I know that there are more attractive options available to more aesthetically minded bonsaiists, but they are beyond my very limited budget. I prefer to spend my miniscule budget on trees rather than training pots. I usually do not fill the pot to the top with soil, either, forcing roots to form in a shallow manner.


Sooo, gotta keep my eyes peeled for these boogers since they aren't commonly on the shelves this time of year.
Also this year nearer to spring, I plan to try lining a few half crates with mesh screen and using these as planting boxes for my larger material. Same results as the pond baskets, and easier to move...

Tuesday, November 25, 2008

Fall and the Inevitable Pause



Fall has come and all of my trees are tucked away under their benches. Much to my DH's chagrin, I have moved the most recently collected trees into my art studio/shed. It's too cold to paint out there right now anyway. I am so eager to work on my newly acquired stuff, but I have to be patient and wait. In the meantime, I am updating my inventory lists, identifying how many training pots and pond baskets I'm going to need, and I'm appreciating the finer things that I won't have time to notice in the spring. We are worried about our ARM raising again, making our house payment impossible. Lacking knowledge about what to do next and being called an irresponsible borrower on conservative talk shows is getting intolerable.
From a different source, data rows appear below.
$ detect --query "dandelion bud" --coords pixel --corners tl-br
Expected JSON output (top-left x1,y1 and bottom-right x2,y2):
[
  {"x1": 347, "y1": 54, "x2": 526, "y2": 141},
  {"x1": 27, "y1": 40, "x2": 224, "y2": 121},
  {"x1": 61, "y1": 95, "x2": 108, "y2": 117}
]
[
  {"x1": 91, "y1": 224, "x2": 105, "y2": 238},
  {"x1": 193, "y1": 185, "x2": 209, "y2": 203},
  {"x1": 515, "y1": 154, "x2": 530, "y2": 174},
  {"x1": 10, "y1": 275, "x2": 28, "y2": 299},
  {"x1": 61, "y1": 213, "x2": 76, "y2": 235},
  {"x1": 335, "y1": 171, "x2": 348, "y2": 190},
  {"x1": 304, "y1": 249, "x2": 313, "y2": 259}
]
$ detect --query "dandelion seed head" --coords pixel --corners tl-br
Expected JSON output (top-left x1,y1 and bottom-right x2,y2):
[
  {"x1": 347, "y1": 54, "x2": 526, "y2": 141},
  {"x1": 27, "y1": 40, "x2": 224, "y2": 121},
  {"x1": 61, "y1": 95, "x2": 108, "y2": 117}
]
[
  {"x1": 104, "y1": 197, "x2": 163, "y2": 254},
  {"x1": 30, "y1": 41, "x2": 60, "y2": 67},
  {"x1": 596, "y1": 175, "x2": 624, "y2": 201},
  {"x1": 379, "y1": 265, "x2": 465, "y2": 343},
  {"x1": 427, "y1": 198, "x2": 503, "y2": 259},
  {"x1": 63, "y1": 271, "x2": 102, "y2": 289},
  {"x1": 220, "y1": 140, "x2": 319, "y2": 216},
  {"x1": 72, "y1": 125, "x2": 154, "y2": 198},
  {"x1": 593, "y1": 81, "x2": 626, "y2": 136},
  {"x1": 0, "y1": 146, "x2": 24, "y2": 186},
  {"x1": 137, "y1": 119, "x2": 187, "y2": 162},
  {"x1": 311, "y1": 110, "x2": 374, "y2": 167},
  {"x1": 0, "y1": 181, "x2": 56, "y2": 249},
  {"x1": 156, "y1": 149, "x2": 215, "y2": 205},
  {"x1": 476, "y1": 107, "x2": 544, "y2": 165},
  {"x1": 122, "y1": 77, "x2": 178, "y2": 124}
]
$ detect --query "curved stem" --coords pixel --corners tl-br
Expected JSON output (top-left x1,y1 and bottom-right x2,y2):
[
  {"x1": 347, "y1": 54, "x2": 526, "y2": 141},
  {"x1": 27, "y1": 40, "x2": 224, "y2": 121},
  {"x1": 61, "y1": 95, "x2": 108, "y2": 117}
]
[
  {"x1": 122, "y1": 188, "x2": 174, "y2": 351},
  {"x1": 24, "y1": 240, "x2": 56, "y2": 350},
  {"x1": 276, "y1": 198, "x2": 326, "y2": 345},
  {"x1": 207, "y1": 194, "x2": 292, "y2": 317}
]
It makes little things like studying bark an even nicer escape.




I'm still not over my favorite nursery closing. It's been open forty or fifty years, and they have had some of their plants so long that they have grown through the bottom of their pots and into the ground and reached heights of thirty feet in some cases. My bonsai buddy and I could go on an excursion and drag stuff out of there for pennies on the dollar. Most of my 60 or so projects have come from there. None of my trees are anything like a finished bonsai (if there is such a thing). They are all projects in the works. All but a very few of them are still in tubs and training pots, or in the ground for fattening up. Most of them are still awaiting heavy pruning or trunk chops.


I plan to use this space for chronicling their progress and to record the damage I do to them! Hopefully, the damage is minor and the artistry will be high. More than likely the BS will be of more note.


Alas, it is winter time and all I can do is plan and think and look. Today I am admiring the bark on my old man pinion pine tree I collected in February 2005.